Hi Allan! Your WordPress plugin is available at my blog at this address. Planned for the next version is automatic linking of the email address and user customization of the plain-text alternative.

Thanks for the great idea!

Hi Allan,

Thanks for testing eMob. You’ve exposed many of the inferiorities that my initial hack seems to suffer. A JavaScript genius I am not.

The biggest problem seems to come from playing nicely with other plugins that automatically convert the email to a clickable link, resulting in something like

<a href="mailto:<abbr id="...

Before this plugin can be used, it’s apparent that I must fix this issue immediately.

As for the added span’s, development was an iterative process and it just fell out of one of the iterations. ;-) Again, not a JS or DOM person, but I’ll clean that up. Thanks for the tips!

This is awesome! I’ve been obfuscating e-mail address using ROT13 ever since I read your first post on it. Unfortunately I’m still a bit of a Rails newb, so I’m not quite sure what to do with this. I assume I should put it in my application controller? Or is there a better/different place to put it? Anything else I need to do besides that? Thanks!

These days Spam harvesting bots have no trouble parsing javascript. So this technique is well-meant, but I’m sorry to tell you that it’s utterly useless.

Sure they can parse javascript, but is it worth the cost? You have a harvesting bot. You find a bunch of javascript. Do you take the time to run it, hoping it has an email address, or just go to the next chunk of text?
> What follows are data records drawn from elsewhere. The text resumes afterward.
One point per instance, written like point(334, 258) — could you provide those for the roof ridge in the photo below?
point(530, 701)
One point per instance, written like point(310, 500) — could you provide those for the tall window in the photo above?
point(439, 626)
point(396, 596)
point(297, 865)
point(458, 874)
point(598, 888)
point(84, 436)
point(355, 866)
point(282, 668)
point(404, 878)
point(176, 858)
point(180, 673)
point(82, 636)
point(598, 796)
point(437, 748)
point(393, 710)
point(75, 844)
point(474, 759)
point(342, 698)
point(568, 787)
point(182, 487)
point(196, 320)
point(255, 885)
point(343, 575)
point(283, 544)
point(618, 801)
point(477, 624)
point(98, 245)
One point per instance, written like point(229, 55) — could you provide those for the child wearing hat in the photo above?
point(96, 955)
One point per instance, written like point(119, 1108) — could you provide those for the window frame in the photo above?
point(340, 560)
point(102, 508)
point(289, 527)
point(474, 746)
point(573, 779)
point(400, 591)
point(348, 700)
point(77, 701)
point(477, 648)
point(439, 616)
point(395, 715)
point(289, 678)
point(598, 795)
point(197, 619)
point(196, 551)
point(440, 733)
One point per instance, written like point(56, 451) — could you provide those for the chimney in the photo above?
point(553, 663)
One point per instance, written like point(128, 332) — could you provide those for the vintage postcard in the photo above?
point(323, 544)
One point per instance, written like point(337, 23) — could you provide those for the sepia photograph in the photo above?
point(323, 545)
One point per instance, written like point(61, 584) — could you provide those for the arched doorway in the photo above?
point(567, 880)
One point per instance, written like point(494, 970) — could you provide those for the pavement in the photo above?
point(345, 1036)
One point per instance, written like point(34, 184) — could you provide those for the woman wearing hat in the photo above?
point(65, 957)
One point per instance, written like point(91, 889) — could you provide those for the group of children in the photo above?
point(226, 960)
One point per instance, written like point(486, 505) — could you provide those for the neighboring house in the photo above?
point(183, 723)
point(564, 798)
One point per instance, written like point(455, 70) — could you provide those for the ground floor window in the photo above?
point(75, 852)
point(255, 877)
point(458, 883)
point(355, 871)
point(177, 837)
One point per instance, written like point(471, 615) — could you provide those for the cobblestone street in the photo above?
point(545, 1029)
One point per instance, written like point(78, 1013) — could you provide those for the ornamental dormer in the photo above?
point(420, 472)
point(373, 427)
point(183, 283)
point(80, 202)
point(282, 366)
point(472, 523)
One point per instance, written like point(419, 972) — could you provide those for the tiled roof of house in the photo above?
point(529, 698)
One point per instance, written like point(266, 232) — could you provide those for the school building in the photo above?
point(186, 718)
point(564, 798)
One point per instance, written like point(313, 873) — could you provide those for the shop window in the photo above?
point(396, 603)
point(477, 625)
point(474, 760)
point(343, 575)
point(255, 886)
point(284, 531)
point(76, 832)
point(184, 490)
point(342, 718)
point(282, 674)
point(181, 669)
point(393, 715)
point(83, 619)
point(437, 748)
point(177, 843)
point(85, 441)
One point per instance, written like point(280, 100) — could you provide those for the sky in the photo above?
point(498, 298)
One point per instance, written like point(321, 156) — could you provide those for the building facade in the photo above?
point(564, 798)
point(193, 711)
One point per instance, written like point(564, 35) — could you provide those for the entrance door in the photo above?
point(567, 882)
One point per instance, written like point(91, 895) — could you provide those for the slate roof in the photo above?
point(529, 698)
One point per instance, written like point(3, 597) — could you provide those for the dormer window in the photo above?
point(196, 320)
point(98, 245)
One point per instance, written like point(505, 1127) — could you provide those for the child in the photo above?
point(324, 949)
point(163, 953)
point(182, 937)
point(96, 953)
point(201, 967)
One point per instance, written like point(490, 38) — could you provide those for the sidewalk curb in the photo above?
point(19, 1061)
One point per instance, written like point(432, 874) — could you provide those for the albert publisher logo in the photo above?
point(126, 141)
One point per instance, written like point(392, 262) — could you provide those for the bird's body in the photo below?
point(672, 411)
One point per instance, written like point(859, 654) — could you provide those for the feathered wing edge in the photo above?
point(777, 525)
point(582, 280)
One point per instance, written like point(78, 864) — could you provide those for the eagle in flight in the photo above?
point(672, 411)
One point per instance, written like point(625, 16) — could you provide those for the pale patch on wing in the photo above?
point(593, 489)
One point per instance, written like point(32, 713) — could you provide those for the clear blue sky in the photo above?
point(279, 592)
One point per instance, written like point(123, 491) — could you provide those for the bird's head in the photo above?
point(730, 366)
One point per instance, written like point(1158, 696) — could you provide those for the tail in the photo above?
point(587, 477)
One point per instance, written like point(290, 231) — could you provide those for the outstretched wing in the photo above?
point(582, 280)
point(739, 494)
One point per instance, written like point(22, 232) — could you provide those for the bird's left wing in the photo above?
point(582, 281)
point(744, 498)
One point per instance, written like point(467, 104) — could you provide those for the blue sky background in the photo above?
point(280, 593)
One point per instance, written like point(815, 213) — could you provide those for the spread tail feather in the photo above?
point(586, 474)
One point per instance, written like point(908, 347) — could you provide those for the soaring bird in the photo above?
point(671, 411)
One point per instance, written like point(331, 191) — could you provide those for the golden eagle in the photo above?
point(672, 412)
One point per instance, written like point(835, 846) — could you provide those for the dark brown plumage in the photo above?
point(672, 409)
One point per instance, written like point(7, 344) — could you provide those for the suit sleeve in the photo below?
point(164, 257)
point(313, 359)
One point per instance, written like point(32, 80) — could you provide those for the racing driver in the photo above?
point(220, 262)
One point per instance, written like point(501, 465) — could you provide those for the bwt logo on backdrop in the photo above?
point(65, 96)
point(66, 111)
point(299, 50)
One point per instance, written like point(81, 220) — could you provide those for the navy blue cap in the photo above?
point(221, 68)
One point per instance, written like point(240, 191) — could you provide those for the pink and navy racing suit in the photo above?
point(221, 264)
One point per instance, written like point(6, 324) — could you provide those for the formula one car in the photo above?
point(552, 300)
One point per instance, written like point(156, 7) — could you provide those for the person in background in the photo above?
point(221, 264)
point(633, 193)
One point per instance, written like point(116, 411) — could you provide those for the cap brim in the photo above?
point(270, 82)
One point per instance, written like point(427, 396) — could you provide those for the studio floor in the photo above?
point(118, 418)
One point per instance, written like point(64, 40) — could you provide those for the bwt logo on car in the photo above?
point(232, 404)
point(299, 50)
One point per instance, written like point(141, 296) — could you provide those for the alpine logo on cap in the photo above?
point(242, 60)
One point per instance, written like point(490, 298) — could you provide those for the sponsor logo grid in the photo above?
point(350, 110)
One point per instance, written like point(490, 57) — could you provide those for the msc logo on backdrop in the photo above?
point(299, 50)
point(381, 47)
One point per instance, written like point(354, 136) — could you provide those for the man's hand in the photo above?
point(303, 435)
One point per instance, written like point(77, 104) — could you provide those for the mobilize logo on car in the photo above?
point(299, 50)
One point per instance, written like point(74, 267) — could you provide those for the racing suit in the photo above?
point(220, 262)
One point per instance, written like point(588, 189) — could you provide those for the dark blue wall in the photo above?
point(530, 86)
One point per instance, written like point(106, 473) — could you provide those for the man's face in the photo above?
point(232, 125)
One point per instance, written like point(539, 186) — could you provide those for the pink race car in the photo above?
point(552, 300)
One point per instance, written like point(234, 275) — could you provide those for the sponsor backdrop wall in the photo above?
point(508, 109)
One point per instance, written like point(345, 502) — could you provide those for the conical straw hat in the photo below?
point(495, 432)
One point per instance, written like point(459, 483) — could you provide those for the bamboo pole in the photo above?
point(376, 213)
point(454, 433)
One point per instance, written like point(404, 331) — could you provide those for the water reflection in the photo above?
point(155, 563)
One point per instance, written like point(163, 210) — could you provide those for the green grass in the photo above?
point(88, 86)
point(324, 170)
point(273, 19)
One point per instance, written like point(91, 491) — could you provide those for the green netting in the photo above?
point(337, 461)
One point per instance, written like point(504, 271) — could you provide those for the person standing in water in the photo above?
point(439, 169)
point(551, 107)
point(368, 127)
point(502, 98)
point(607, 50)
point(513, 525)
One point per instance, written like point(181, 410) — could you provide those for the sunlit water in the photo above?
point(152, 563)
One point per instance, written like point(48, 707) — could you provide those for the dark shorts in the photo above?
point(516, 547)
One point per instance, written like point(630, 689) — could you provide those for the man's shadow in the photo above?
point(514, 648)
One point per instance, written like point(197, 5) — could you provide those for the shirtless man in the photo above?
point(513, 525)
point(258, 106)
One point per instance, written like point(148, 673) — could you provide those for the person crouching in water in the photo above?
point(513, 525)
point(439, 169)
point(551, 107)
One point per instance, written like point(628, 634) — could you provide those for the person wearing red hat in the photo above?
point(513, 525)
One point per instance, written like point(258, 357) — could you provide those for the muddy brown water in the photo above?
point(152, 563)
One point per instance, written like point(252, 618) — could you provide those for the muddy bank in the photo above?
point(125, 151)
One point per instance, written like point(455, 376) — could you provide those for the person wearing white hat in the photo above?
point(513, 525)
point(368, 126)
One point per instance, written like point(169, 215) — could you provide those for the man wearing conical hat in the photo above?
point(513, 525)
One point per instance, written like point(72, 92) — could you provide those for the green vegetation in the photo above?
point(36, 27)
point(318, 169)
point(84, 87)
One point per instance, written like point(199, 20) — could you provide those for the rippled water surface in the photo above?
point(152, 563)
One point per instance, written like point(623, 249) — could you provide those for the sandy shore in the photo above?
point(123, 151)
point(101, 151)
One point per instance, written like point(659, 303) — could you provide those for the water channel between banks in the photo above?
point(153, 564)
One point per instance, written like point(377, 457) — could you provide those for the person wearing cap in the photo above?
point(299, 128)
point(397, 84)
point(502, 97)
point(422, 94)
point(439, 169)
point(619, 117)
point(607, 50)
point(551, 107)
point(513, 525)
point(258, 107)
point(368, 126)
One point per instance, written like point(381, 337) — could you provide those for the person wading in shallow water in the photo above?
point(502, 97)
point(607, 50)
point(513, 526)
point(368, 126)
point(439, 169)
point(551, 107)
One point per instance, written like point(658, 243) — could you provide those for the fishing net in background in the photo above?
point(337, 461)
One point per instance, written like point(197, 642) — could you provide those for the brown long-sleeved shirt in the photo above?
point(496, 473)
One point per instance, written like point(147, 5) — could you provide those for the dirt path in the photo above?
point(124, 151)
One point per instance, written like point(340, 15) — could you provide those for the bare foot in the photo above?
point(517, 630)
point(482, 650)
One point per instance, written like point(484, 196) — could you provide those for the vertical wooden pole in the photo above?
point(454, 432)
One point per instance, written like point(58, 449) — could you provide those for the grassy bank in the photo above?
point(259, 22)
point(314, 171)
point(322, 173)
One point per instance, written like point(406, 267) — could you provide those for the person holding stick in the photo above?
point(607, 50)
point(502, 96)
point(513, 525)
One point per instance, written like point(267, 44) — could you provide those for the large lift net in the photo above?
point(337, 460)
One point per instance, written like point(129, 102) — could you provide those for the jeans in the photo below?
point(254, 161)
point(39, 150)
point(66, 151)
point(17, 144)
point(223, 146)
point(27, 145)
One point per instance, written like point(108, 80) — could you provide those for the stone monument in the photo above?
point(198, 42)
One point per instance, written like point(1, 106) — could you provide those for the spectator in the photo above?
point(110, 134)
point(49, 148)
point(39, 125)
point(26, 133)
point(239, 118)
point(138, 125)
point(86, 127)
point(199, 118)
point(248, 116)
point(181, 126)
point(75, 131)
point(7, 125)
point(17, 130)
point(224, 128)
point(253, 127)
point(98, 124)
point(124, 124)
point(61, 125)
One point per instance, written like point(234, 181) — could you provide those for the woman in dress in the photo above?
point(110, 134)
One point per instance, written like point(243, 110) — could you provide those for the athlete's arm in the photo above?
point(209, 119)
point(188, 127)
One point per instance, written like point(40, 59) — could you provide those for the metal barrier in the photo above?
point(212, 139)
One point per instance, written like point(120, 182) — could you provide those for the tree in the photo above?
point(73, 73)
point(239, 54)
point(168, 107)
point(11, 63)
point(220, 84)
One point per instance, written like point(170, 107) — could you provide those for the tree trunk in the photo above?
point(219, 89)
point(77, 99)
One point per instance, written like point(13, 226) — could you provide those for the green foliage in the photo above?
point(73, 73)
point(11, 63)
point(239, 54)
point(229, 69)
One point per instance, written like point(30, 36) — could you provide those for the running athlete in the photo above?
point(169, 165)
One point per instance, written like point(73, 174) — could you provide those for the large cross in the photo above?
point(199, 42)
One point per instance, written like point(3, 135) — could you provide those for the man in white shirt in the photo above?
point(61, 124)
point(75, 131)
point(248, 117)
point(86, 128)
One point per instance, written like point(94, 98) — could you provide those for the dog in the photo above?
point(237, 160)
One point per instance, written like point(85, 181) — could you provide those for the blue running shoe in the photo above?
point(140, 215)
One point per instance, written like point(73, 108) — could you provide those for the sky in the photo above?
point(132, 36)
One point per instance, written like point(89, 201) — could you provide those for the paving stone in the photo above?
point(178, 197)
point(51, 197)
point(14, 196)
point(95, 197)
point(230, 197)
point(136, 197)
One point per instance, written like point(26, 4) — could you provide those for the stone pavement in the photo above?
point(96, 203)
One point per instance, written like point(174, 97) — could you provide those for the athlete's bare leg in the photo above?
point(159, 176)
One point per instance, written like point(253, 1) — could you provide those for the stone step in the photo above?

Running a simple regular expression on the input will always be many times more efficient, in terms of email addresses harvested/time, than running the javascript on the page.

If this method becomes common enough and computers fast enough to make running the javascript worth it, the code can always be made more complex, to make the decoding of email addresses slower.

If bots start to run JavaScript (while harvesting email addresses) then we can litter our pages with traps, i.e. put up invisible links to pages that lead to running infinite loops, or even report infested machines via XMLHttpRequest.

Meanwhile I can report that I receive zero spam for the JavaScript-obfuscated addresses published at this site (and they have been here for quite some time).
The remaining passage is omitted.